Find the complex Fourier series of the sawtooth wave in Fig. 17.9. Plot the amplitude and the phase spectra.
From Fig. 17.9,f(t) = t, 0 < t < 1 , T = 1 so that ω_{0} = 2π/T = 2 π . Hence,
c_{n} = \frac{1}{T} \int^{T}_{0}{f(t) e^{-jnω_{0}t} dt } = \frac{1}{1} \int^{1}_{0}{te^{-j2nπt} dt} (17.11.1)
But
\int{te^{at} dt} = \frac{e^{at}}{a^{2}} (ax – 1) + C
Applying this to Eq. (17.11.1) gives
\begin{matrix} c_{n} = \frac{e^{-j2nπt}}{(-j2nπ)^{2}}(-j2nπt – 1) \mid^{1}_{0} \\ = \frac{e^{-j2nπ}(-j2nπ – 1) + 1}{-4n^{2}π^{2}}\end{matrix}\quad \quad (17.11.2)
Again,
e^{-j2πn} = \cos 2πn – j \sin 2πn = 1 – j 0 = 1
so that Eq. (17.11.2) becomes
c_{n} = \frac{-j2nπ}{-4n^{2}π^{2}} = \frac{j}{2nπ} (17.11.3)

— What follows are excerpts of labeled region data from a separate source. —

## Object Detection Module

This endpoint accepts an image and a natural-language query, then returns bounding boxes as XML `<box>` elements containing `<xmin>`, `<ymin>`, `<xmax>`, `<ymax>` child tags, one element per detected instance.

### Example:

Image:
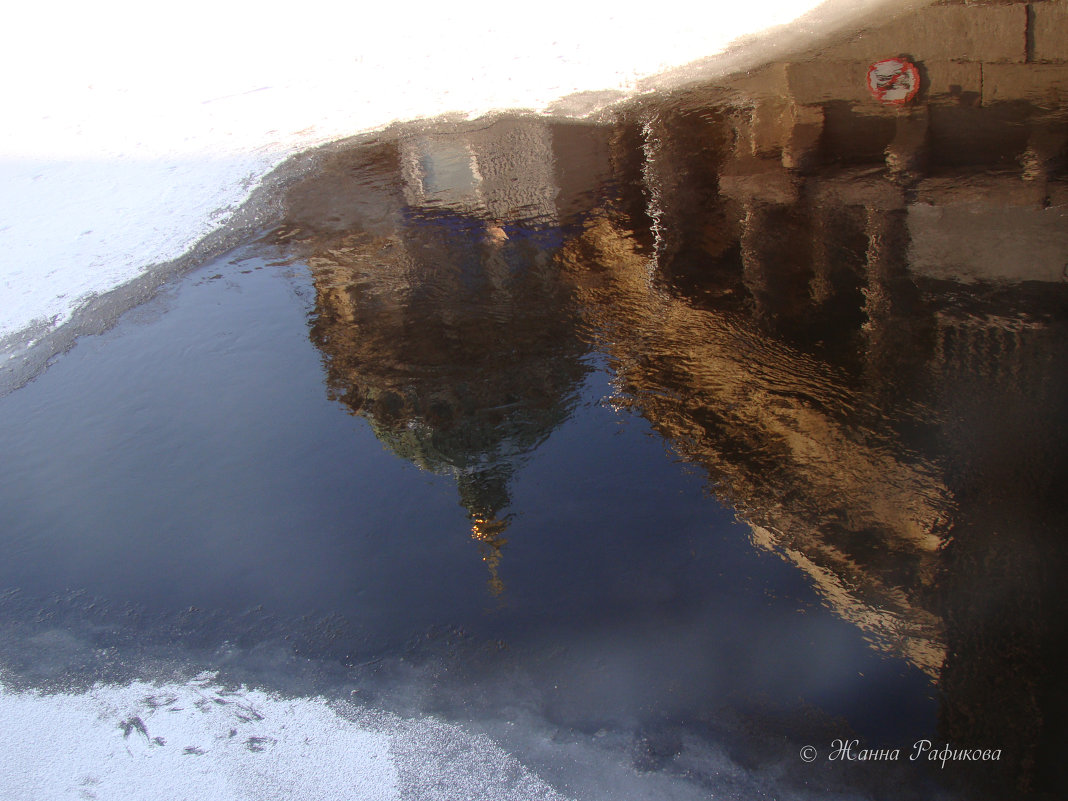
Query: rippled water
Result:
<box><xmin>0</xmin><ymin>25</ymin><xmax>1068</xmax><ymax>798</ymax></box>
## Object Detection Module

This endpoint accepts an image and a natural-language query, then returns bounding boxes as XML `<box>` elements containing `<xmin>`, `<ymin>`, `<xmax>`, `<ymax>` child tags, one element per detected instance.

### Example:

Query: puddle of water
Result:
<box><xmin>0</xmin><ymin>12</ymin><xmax>1068</xmax><ymax>798</ymax></box>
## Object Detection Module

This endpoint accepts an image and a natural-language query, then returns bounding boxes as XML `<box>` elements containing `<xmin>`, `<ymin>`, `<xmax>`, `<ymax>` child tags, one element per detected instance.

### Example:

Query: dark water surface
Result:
<box><xmin>0</xmin><ymin>25</ymin><xmax>1068</xmax><ymax>798</ymax></box>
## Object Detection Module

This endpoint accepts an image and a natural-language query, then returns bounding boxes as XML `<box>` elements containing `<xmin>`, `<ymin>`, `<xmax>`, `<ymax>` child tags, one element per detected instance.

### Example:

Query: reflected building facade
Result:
<box><xmin>269</xmin><ymin>2</ymin><xmax>1068</xmax><ymax>796</ymax></box>
<box><xmin>278</xmin><ymin>120</ymin><xmax>586</xmax><ymax>595</ymax></box>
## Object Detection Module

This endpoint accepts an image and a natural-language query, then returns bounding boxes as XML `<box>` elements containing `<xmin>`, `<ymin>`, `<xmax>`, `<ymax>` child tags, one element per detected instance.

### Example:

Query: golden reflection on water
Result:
<box><xmin>279</xmin><ymin>36</ymin><xmax>1068</xmax><ymax>790</ymax></box>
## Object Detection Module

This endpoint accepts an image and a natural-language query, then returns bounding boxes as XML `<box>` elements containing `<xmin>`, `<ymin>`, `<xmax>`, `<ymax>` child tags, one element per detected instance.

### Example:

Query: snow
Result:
<box><xmin>0</xmin><ymin>0</ymin><xmax>833</xmax><ymax>350</ymax></box>
<box><xmin>0</xmin><ymin>673</ymin><xmax>562</xmax><ymax>801</ymax></box>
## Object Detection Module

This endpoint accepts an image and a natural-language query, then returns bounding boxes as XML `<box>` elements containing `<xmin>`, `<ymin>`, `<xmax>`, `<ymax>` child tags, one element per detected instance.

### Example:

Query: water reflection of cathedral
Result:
<box><xmin>281</xmin><ymin>121</ymin><xmax>598</xmax><ymax>594</ymax></box>
<box><xmin>283</xmin><ymin>3</ymin><xmax>1068</xmax><ymax>792</ymax></box>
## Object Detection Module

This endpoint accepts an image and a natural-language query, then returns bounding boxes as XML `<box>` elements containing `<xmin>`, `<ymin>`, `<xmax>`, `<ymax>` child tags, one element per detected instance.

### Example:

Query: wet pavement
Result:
<box><xmin>0</xmin><ymin>6</ymin><xmax>1068</xmax><ymax>798</ymax></box>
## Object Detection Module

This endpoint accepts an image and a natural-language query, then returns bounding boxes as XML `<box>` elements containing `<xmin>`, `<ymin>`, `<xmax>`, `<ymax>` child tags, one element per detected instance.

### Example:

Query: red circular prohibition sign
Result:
<box><xmin>867</xmin><ymin>59</ymin><xmax>920</xmax><ymax>106</ymax></box>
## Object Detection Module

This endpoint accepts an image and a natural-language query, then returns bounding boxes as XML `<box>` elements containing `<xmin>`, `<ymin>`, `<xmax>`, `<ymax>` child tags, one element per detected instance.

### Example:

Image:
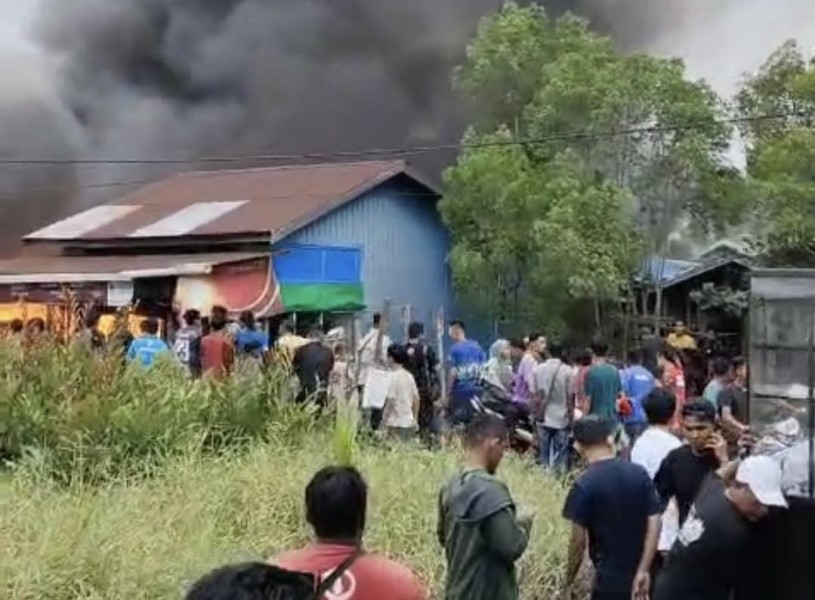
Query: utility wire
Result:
<box><xmin>0</xmin><ymin>111</ymin><xmax>813</xmax><ymax>166</ymax></box>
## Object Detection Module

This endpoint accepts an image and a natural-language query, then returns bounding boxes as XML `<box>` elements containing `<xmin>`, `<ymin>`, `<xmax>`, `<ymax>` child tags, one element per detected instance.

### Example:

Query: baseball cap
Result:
<box><xmin>736</xmin><ymin>456</ymin><xmax>787</xmax><ymax>508</ymax></box>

This does not include the case when n = 0 . When n = 0 ,
c_{0} = \frac{1}{T} \int^{T}_{0}{f(t) dt} = \frac{1}{1} \int^{1}_{0}{t dt } = \frac{t^{2}}{2} \mid^{0}_{1} = 0.5 (17.11.4)
Hence,
f(t) = 0.5 + \sum\limits^{∞}_{\begin{matrix}n = – ∞\\ n≠0\end{matrix}}{\frac{j}{2nπ} e^{j2nπt}} (17.11.5)
and
\left|c_{n}\right| = \begin{cases} \frac{1}{2nπ} , & n ≠ 0 \\ 0.5 , & n = 0 \end{cases} , θ_{n} = 90° , n ≠ 0 (17.11.6)
By plotting \left|c_{n}\right| and θ_{n} for different n, we obtain the amplitude spectrum and the phase spectrum shown in Fig. 17.31.